Washington gets to look at the settlement because many of its aspects - such as the lawsuit provisions - require passage of national legislation. And almost from the beginning, lawmakers were making sounds of discontent. Many felt that the parties who had negotiated the deal were simply dumping it in their laps, and telling them they had to sign off.
Opponents, sensing a mood of discontent, went on the offensive. Respected figures such as former Surgeon General C. Everett Koop hit the deal hard when it was first announced, calling it a sellout to industry.
Dr. Koop and others have since softened their language somewhat. But they and other opponents continue to call for major changes, such as:
* An increase in the overall level of the settlement, partly to fund federal, as opposed to state, Medicaid costs that may be related to tobacco.

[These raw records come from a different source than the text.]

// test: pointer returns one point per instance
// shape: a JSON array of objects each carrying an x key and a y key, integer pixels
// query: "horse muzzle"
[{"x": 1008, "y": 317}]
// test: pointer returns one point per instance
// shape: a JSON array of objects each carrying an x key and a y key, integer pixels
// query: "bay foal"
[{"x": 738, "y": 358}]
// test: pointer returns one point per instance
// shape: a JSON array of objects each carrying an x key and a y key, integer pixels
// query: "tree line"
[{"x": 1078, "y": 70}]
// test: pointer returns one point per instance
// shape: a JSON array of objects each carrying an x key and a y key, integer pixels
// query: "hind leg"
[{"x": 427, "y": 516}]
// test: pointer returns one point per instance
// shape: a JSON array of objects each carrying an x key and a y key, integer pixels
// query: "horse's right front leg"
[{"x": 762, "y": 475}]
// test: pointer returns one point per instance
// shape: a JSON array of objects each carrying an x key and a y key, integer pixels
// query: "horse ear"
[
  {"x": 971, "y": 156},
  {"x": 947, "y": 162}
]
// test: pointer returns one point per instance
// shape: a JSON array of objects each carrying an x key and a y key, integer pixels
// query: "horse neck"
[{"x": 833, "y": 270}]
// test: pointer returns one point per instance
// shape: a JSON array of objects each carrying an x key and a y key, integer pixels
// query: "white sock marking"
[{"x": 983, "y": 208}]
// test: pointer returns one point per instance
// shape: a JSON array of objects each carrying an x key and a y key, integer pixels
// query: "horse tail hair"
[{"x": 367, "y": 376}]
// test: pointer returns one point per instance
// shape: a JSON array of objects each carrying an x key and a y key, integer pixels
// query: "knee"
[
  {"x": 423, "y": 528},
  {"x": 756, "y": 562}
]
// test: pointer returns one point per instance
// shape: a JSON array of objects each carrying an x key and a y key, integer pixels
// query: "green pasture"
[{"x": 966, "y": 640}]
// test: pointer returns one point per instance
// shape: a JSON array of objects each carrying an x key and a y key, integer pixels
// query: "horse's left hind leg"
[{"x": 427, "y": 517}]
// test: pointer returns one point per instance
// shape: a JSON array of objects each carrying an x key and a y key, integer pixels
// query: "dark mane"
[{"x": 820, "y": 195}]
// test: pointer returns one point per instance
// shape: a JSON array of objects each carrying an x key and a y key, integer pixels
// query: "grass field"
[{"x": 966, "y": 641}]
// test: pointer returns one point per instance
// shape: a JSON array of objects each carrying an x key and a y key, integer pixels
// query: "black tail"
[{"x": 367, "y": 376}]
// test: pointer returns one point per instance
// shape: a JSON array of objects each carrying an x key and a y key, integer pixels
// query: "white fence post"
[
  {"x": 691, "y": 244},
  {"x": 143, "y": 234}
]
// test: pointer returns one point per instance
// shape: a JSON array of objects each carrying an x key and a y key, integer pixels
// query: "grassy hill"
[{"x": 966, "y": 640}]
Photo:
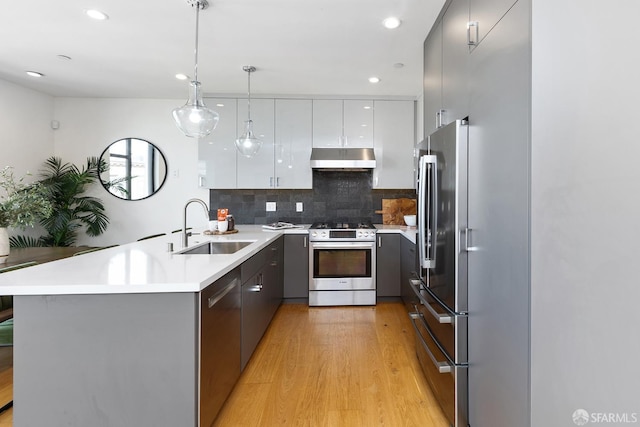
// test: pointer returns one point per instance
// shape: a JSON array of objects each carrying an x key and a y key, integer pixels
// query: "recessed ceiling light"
[
  {"x": 391, "y": 22},
  {"x": 96, "y": 14}
]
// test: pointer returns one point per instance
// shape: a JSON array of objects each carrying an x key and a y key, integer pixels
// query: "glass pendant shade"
[
  {"x": 248, "y": 144},
  {"x": 194, "y": 119}
]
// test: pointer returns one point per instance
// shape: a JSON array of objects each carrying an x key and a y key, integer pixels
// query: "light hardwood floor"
[
  {"x": 331, "y": 366},
  {"x": 334, "y": 366}
]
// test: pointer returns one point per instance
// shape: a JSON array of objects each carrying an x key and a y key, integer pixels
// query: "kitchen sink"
[{"x": 215, "y": 248}]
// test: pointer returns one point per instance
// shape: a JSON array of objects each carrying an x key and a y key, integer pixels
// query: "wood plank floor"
[
  {"x": 334, "y": 366},
  {"x": 331, "y": 366}
]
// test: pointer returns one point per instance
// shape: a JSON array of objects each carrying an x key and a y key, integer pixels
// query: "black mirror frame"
[{"x": 105, "y": 161}]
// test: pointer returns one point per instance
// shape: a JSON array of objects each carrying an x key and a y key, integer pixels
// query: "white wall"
[
  {"x": 26, "y": 137},
  {"x": 88, "y": 126},
  {"x": 585, "y": 198}
]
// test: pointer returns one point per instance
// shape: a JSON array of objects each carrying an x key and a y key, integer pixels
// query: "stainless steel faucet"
[{"x": 185, "y": 235}]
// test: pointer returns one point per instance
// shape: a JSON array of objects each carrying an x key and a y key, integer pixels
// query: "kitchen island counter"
[{"x": 140, "y": 267}]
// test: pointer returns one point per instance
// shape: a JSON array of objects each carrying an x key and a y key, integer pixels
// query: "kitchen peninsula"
[{"x": 116, "y": 337}]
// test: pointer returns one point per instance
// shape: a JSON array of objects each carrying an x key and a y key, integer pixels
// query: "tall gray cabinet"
[{"x": 552, "y": 194}]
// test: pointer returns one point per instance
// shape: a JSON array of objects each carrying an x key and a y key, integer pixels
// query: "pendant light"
[
  {"x": 194, "y": 119},
  {"x": 248, "y": 144}
]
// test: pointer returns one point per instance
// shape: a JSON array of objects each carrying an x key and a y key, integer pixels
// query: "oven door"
[{"x": 341, "y": 265}]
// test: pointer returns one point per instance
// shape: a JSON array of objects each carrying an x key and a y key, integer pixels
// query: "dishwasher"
[{"x": 220, "y": 310}]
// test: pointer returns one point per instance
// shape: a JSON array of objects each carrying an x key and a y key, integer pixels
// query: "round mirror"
[{"x": 133, "y": 169}]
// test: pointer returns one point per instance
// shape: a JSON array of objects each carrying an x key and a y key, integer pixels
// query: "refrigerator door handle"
[
  {"x": 443, "y": 367},
  {"x": 427, "y": 237},
  {"x": 441, "y": 318},
  {"x": 467, "y": 240}
]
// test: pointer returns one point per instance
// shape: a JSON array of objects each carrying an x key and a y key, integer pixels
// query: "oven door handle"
[
  {"x": 441, "y": 318},
  {"x": 443, "y": 367},
  {"x": 342, "y": 245}
]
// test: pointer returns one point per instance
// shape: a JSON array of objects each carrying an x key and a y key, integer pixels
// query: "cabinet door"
[
  {"x": 388, "y": 265},
  {"x": 273, "y": 273},
  {"x": 455, "y": 62},
  {"x": 358, "y": 123},
  {"x": 394, "y": 129},
  {"x": 432, "y": 82},
  {"x": 257, "y": 171},
  {"x": 217, "y": 151},
  {"x": 255, "y": 315},
  {"x": 296, "y": 266},
  {"x": 487, "y": 13},
  {"x": 498, "y": 207},
  {"x": 293, "y": 143},
  {"x": 327, "y": 123},
  {"x": 220, "y": 307}
]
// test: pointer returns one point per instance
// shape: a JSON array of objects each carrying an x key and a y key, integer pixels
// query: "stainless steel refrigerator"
[{"x": 440, "y": 316}]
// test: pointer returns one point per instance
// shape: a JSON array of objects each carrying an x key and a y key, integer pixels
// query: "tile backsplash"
[{"x": 336, "y": 195}]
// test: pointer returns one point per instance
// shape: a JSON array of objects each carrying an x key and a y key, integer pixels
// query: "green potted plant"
[
  {"x": 21, "y": 205},
  {"x": 65, "y": 185}
]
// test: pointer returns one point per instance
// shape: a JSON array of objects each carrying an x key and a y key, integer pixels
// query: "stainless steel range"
[{"x": 342, "y": 260}]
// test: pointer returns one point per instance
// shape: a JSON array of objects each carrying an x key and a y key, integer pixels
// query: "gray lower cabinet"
[
  {"x": 296, "y": 266},
  {"x": 388, "y": 265},
  {"x": 220, "y": 305},
  {"x": 262, "y": 292},
  {"x": 165, "y": 359},
  {"x": 408, "y": 270},
  {"x": 110, "y": 360}
]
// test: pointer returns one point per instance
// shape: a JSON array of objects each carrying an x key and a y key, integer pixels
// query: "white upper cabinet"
[
  {"x": 257, "y": 171},
  {"x": 217, "y": 151},
  {"x": 394, "y": 136},
  {"x": 293, "y": 144},
  {"x": 327, "y": 123},
  {"x": 338, "y": 123},
  {"x": 446, "y": 58},
  {"x": 358, "y": 123},
  {"x": 455, "y": 62},
  {"x": 432, "y": 80},
  {"x": 485, "y": 14},
  {"x": 289, "y": 128}
]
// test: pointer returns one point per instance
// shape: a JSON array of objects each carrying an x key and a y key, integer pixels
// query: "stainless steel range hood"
[{"x": 342, "y": 158}]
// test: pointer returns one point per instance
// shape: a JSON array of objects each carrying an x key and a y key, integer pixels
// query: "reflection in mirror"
[{"x": 135, "y": 169}]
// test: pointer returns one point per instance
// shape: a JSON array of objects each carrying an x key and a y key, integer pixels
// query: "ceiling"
[{"x": 299, "y": 47}]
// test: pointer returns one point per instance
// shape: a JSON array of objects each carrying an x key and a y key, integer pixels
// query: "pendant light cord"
[
  {"x": 195, "y": 67},
  {"x": 249, "y": 94}
]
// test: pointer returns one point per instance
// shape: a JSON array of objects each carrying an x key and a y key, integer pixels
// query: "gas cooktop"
[
  {"x": 340, "y": 225},
  {"x": 342, "y": 231}
]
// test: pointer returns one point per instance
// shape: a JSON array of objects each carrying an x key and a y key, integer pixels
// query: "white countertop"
[
  {"x": 147, "y": 266},
  {"x": 137, "y": 267},
  {"x": 407, "y": 232}
]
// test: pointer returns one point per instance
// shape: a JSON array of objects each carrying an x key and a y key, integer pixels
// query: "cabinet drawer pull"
[
  {"x": 441, "y": 318},
  {"x": 442, "y": 367},
  {"x": 473, "y": 33},
  {"x": 221, "y": 294}
]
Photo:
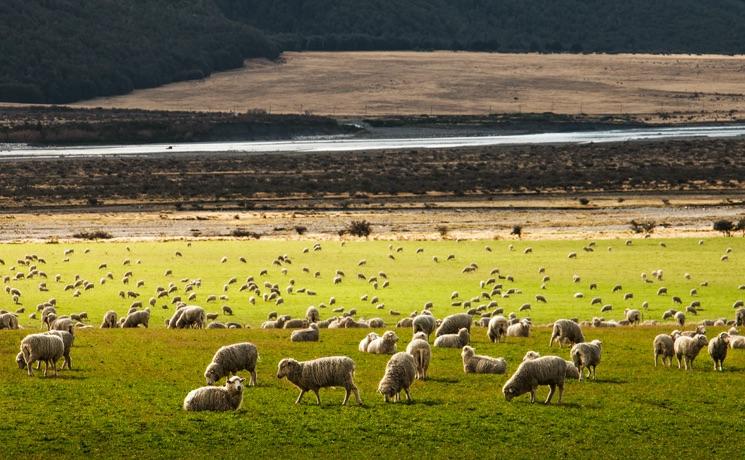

* Clear authority for the Food and Drug Administration to regulate tobacco products.
* Less protection for tobacco firms from future lawsuits.
Tobacco firms, for their part, have threatened to walk away if the deal unravels. If that is the case, a renewed wave of tobacco-related litigation could sweep the nation's courtrooms.
Three possible scenarios loom in the absence of a settlement, according to Colorado Attorney General Gale Norton.
The first is that courts continue to rule in favor of tobacco companies. No private plaintiff has yet collected an antitobacco judgment, Ms. Norton told a congressional hearing. The recent settlement by the state of Florida was due to singular legal reasons, she said.
The second scenario is that lawsuits are successful, and existing tobacco firms are driven into bankruptcy as individuals collect millions in judgments for firms selling them an addictive, dangerous product.
The third possible outcome is a mix that wastes huge amounts of time and energy in the courtroom.
None of the scenarios "has the rosy glow envisioned by the settlement's critics," said Norton. "Our choice is between a settlement that provides predictability and a chaotic situation with unpredictable results."